I have a table of reference stock symbol (20,000 rows)
and a folder of csv files, each CSV files is named by a stock symbol, for example ZTS.csv. Inside each csv file, is the price history of the symbol.
The end goal is to track performances of all stocks and visualisation. Because of the sheer size of the reference table and the csv files, I think the most sensible approach will be selecting need information from each CSV files and add them into the reference table.

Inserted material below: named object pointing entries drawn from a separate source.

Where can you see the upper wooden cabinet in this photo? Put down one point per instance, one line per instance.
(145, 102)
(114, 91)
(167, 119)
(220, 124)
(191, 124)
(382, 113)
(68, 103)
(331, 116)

For example, I would want to take a row from the reference table, symbol ZTS, showdate 2017-01-09,
Then read the ZTE.csv file, find the rows with date matching the showdates, add the open/high/low/close price data columns
Then loop this.
Due to size restrictions, I have uploaded sample data here on google drive: https://drive.google.com/drive/folders/1G3os67b2i2VfGHnvR6NX8qk1ECuVawGJ?usp=sharing
#read in the reference data
df <- read.csv("reference table.csv", header = TRUE)
# get csv files directory and list all files in this directory
wd <- "/Users/m/Desktop/project/price_data_csv"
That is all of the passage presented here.